Sophocles, Shakespeare, and the Chinese Five Elements
The meat of book is in the first two parts. Let me now, then, for purposes of space, restrict myself to commenting on part two: “The Five-Act Structure.” This is a really brilliant section, and it’s worth acquiring the book for this alone. Starting with the discovery by the ancient Greeks, such as Sophocles, of a play’s five-act structure (and of course most famously used by Shakespeare 2,000 years later), Sale charts how this way of structuring writing is almost built into the human mind and into reality itself. He connects it to the Chinese Five Elements of wood, fire, earth, metal and water, which in Traditional Chinese Medicine extends even further into the five flavors of salty, spicy, sour, sweet, and bitter, for example.
The ancient Chinese system, it turns out, also parallels the Kabbalistic system, and even the psychological model of the five stages of grief, outlined by Elisabeth Kubler-Ross in her 1969 book, “On Death and Dying.” Her stages are denial, anger, bargaining, depression and acceptance; and these in turn link to the five stages of mystical awakening identified by the writer Aletheia Luna: awakening, purgation, illumination, dark night of the soul, and finally union.

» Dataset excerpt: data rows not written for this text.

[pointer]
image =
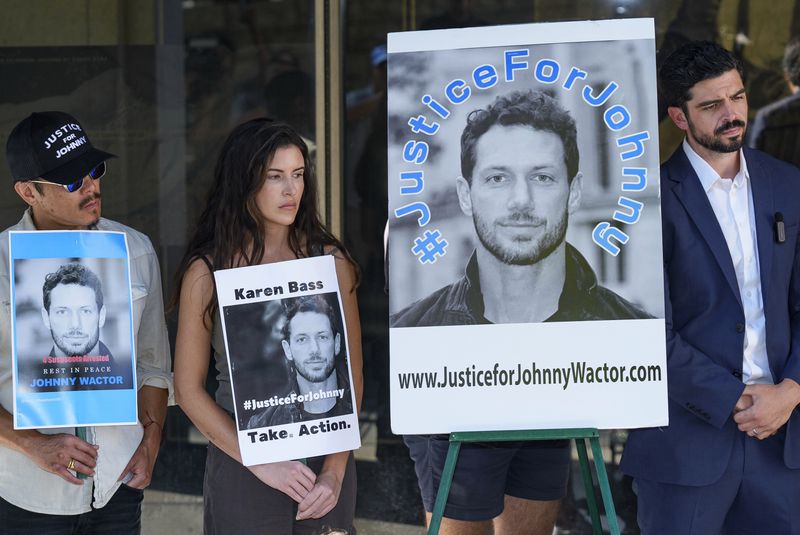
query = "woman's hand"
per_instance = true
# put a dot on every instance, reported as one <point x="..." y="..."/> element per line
<point x="293" y="478"/>
<point x="322" y="498"/>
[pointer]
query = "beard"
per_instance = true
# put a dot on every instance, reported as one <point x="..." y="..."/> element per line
<point x="717" y="143"/>
<point x="522" y="251"/>
<point x="70" y="349"/>
<point x="314" y="376"/>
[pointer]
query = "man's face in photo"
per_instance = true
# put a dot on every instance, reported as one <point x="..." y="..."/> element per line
<point x="74" y="319"/>
<point x="520" y="196"/>
<point x="312" y="345"/>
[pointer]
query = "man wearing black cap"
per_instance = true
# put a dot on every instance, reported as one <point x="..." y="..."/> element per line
<point x="52" y="481"/>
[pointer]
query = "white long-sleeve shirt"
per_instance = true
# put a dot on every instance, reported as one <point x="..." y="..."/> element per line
<point x="22" y="482"/>
<point x="732" y="202"/>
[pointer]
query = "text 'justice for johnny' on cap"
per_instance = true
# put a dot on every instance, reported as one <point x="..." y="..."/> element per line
<point x="53" y="146"/>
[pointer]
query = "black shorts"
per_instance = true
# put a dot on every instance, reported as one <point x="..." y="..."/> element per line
<point x="486" y="471"/>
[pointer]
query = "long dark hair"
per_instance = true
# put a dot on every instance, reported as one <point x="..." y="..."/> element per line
<point x="231" y="229"/>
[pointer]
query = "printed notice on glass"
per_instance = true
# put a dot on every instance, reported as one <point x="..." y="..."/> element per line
<point x="285" y="337"/>
<point x="526" y="286"/>
<point x="72" y="336"/>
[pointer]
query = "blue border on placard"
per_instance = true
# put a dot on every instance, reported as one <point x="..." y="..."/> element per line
<point x="66" y="244"/>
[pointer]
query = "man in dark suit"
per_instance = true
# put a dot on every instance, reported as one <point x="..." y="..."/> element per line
<point x="728" y="461"/>
<point x="776" y="128"/>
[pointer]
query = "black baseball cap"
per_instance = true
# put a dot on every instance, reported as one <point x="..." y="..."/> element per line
<point x="53" y="146"/>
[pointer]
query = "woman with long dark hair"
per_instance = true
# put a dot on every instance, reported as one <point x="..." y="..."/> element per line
<point x="262" y="208"/>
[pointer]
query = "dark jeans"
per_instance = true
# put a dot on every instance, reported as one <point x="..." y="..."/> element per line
<point x="236" y="502"/>
<point x="120" y="516"/>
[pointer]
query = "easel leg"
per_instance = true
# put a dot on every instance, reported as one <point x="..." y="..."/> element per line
<point x="586" y="475"/>
<point x="444" y="487"/>
<point x="605" y="488"/>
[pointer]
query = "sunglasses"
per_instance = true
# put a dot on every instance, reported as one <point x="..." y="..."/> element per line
<point x="95" y="173"/>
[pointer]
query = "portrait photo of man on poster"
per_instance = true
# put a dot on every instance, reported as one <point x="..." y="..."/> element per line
<point x="520" y="182"/>
<point x="303" y="376"/>
<point x="515" y="168"/>
<point x="69" y="314"/>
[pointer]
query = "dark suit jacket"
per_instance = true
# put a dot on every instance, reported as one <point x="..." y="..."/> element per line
<point x="776" y="129"/>
<point x="705" y="322"/>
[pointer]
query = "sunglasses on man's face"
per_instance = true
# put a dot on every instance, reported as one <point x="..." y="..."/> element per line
<point x="95" y="173"/>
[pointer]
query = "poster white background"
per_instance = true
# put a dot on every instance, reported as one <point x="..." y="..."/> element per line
<point x="423" y="63"/>
<point x="299" y="439"/>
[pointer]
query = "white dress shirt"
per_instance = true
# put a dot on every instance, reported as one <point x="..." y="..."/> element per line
<point x="732" y="202"/>
<point x="22" y="482"/>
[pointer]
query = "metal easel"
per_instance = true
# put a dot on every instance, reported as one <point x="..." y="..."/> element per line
<point x="578" y="435"/>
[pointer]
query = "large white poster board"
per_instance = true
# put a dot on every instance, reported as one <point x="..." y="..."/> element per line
<point x="526" y="287"/>
<point x="285" y="336"/>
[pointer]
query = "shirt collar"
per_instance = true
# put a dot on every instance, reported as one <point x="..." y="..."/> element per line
<point x="706" y="173"/>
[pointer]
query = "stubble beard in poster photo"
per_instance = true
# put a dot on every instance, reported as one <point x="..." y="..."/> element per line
<point x="493" y="225"/>
<point x="288" y="371"/>
<point x="72" y="324"/>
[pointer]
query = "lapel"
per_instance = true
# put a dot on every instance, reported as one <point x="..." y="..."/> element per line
<point x="761" y="186"/>
<point x="690" y="193"/>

What Sale goes on to do, having established the deep rootedness of these models in the human psyche, is to show how to use them in one’s own writing to create structure and also to stimulate imaginative creativity. He does this through providing pertinent questions— which stimulate and intrigue the mind—and a wealth of illustrative material.
Anyone seeking to improve his writing skills—including me, his dad!—would benefit from reading this relatively short, but fascinating enchiridion. I hope you enjoy it as much as I have.